None of this makes sense by human standards. The life of Jesus can only be understood through the eyes of faith. His life was a scandal because of how we judge people and events, even today—especially today. Would we vote today for a man who cared more about the poor than his own life? Would we associate with someone who made no effort to be politically correct or save his reputation from being trashed by elites? Or someone who advised us to sell everything that we have and to follow him, or her? If we did, our families and friends would be scandalized, would they not? They would think us irresponsible, and possibly in need of medication.

Another theologian in the 13th century, who laid the foundation for this feast of Christ the King, speculated that the arrival of Jesus in the world cameprecisely when humanity both needed it and was best able to accept him. Some did, but for the overwhelming majority of people, the darkness did not recognize him. Is it any different today?

Even in its heyday, I wonder if Christianity would have welcomed Jesus had he appeared in person. Today, this morning, would we follow this king, resurrected indeed but still bearing wounds, still calling us to a lifestyle that most would regard as scandalous?

The kingship of Jesus was not recognised then. It would neither likely be recognized today, despite 2000 years of Christianity, because it is expressed quietly. It comes, not from above, but from underneath to lift us to the Father. Humanity is stubborn: we too often recognize only what we want to see.

The kingship of Jesus is a kingship of moral leadership, not imposed dominance. Its power comes from the eternal truth of love. At the end of time, we will come to see this truth as the Alpha and the Omega of life: the beginning and end of everything. True life, life that is eternal, is love. That is the essence of the divine in human nature: our capacity to love. That’s the truth of everything that Jesus did and said.
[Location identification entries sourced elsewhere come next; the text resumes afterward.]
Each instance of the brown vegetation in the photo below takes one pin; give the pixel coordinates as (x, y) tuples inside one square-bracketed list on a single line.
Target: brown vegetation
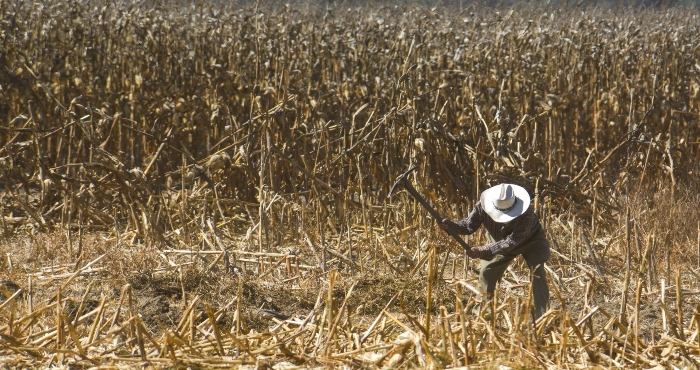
[(205, 185)]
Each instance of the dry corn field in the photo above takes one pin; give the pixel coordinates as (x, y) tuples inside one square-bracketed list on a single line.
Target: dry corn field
[(206, 185)]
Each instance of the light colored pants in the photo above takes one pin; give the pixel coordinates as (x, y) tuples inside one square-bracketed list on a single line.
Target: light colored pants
[(536, 253)]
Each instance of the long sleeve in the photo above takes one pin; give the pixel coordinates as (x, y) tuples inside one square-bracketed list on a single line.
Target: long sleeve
[(472, 223), (511, 235)]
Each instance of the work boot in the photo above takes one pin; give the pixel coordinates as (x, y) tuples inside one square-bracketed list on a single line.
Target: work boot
[(483, 309)]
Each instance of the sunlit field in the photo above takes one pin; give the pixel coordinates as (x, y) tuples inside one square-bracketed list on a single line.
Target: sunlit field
[(205, 185)]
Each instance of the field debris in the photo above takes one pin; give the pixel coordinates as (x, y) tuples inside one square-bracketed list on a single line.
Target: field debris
[(205, 186)]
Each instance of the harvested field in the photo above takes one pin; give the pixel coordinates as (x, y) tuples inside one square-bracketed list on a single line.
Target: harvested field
[(206, 185)]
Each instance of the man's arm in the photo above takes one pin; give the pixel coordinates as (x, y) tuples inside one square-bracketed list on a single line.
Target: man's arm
[(523, 229)]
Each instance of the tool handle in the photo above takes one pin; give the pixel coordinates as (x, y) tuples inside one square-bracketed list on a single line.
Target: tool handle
[(435, 214)]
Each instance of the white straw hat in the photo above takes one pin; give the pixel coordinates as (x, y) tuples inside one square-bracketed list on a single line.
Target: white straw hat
[(505, 202)]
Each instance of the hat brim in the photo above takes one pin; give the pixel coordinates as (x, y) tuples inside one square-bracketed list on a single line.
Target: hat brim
[(522, 203)]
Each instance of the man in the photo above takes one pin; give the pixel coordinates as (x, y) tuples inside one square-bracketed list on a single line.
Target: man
[(507, 215)]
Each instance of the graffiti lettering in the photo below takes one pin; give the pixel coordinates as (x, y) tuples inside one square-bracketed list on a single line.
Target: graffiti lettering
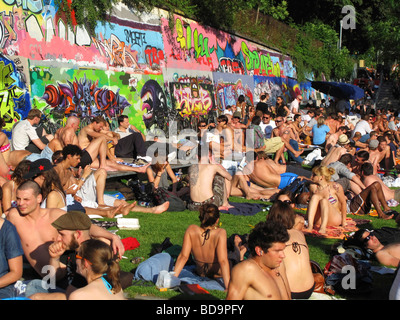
[(119, 54), (189, 103), (136, 38), (200, 43), (84, 98), (9, 93), (260, 64), (231, 66), (35, 6), (154, 56)]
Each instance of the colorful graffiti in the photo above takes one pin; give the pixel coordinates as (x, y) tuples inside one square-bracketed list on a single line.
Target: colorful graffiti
[(228, 88), (84, 98), (192, 98), (135, 65), (14, 98), (193, 45)]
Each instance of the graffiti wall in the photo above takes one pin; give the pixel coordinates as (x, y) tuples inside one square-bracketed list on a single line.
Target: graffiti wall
[(141, 66)]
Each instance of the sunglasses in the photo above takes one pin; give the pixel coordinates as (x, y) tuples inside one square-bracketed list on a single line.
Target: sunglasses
[(80, 258)]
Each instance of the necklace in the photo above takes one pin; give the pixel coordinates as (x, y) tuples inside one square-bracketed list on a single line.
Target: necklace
[(278, 274)]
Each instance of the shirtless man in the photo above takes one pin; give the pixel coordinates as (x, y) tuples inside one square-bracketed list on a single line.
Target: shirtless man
[(222, 150), (262, 275), (89, 187), (91, 140), (288, 137), (261, 174), (376, 155), (209, 183), (368, 178), (335, 152), (334, 137), (35, 230), (67, 134)]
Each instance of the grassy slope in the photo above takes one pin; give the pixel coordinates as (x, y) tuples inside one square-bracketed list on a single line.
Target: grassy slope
[(155, 228)]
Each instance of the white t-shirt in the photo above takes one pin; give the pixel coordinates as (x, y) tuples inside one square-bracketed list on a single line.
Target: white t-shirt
[(23, 133)]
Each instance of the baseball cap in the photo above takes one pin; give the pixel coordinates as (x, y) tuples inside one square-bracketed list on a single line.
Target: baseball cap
[(343, 139), (37, 167), (237, 114), (373, 144), (73, 220)]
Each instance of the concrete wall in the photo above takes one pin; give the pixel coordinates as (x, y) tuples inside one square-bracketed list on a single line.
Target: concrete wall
[(134, 65)]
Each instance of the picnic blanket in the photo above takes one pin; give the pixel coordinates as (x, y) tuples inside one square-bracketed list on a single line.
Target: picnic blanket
[(244, 209), (337, 232)]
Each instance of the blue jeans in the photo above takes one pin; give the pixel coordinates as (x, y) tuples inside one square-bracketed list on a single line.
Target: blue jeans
[(295, 146), (150, 269)]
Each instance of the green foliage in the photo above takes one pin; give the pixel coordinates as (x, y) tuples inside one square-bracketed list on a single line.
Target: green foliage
[(311, 57)]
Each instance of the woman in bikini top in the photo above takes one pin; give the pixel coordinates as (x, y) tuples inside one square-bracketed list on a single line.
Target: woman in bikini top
[(96, 263), (297, 259), (207, 244), (10, 187)]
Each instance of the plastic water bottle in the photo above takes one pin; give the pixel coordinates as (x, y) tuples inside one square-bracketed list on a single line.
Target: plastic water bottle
[(144, 203)]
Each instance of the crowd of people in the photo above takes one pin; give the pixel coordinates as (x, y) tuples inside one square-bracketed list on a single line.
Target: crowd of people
[(52, 183)]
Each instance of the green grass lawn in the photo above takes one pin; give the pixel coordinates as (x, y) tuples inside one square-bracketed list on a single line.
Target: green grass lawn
[(155, 228)]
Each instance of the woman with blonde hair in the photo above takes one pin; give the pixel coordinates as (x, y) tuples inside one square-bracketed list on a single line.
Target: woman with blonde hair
[(327, 205), (320, 132), (96, 262)]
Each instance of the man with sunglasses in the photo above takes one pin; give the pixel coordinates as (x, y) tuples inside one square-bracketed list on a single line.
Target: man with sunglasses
[(73, 229)]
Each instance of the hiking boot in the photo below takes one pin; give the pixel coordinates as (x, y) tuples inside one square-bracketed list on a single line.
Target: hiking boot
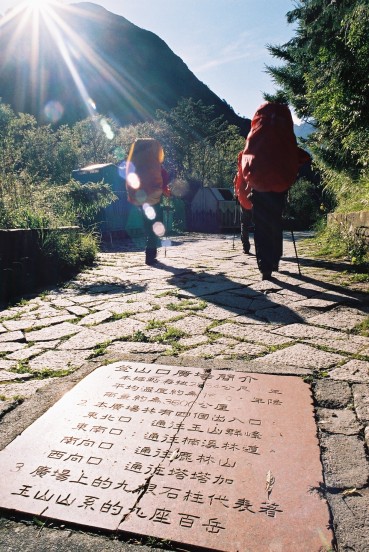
[(151, 256)]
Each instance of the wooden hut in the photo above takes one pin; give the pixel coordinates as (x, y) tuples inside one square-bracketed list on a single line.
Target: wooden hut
[(214, 210)]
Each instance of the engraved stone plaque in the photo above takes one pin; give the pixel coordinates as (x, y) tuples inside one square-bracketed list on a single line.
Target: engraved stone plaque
[(219, 459)]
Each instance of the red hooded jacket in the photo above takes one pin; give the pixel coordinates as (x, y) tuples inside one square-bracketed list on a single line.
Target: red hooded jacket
[(271, 158)]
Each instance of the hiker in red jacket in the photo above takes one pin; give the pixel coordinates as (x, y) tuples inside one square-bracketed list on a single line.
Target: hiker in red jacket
[(146, 182), (271, 160), (241, 192)]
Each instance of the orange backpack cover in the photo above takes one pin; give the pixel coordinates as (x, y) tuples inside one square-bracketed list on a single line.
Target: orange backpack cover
[(144, 180), (271, 158)]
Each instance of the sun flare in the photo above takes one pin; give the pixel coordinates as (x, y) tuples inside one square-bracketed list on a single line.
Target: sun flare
[(37, 5)]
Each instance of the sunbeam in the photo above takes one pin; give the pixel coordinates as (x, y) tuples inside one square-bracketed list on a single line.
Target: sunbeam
[(49, 28)]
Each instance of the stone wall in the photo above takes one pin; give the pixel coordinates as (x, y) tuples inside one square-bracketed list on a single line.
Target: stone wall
[(357, 222)]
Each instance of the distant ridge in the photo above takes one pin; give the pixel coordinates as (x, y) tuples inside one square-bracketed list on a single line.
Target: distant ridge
[(91, 58)]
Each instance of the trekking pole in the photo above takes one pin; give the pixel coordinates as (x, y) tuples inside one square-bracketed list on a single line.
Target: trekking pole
[(294, 245), (234, 222)]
This authority, based in eternal truth, is indeed not of this world, as Jesus instructed to Pilate. It is of God the Father, uttered by Jesus, and dwelling in our hearts though his Holy Spirit. It is the confident voice of a king.

I’m thankful that the Word of God comforts us in the darkness that occasionally colors our lives. But I’m also grateful that it shakes me up when I’m feeling complacent. I need that from time to time. I need to be reminded that what is important is not always evident or easy. I need God’s irresistible force, his Holy Spirit, to pry me loose from complacency in order to find true joy in my authentic and higher self as painful as that growth may be at times.

I need to be reminded of the limits of my mind and the signs of God’s love in my heart. Most of all, I need to have God remind me that love is not a mushy feeling and that truth is not a vague theory.

Christ’s throne may be a rough-hewn one. His crown may not be something we’d like to wear. As I gaze upon a crucifix, I’m reminded that truth is king, and love rules. But unlike the powerful of this realm, from this place of truth and love, Christ sees across all time and all parts of the universe, and he sees into the human heart. He sees the beauty of your deepest yearning, and he sees the pain of messy lives.

Make no mistake about it: Christ is king. In his realm, you will find true safety and the happiness of love.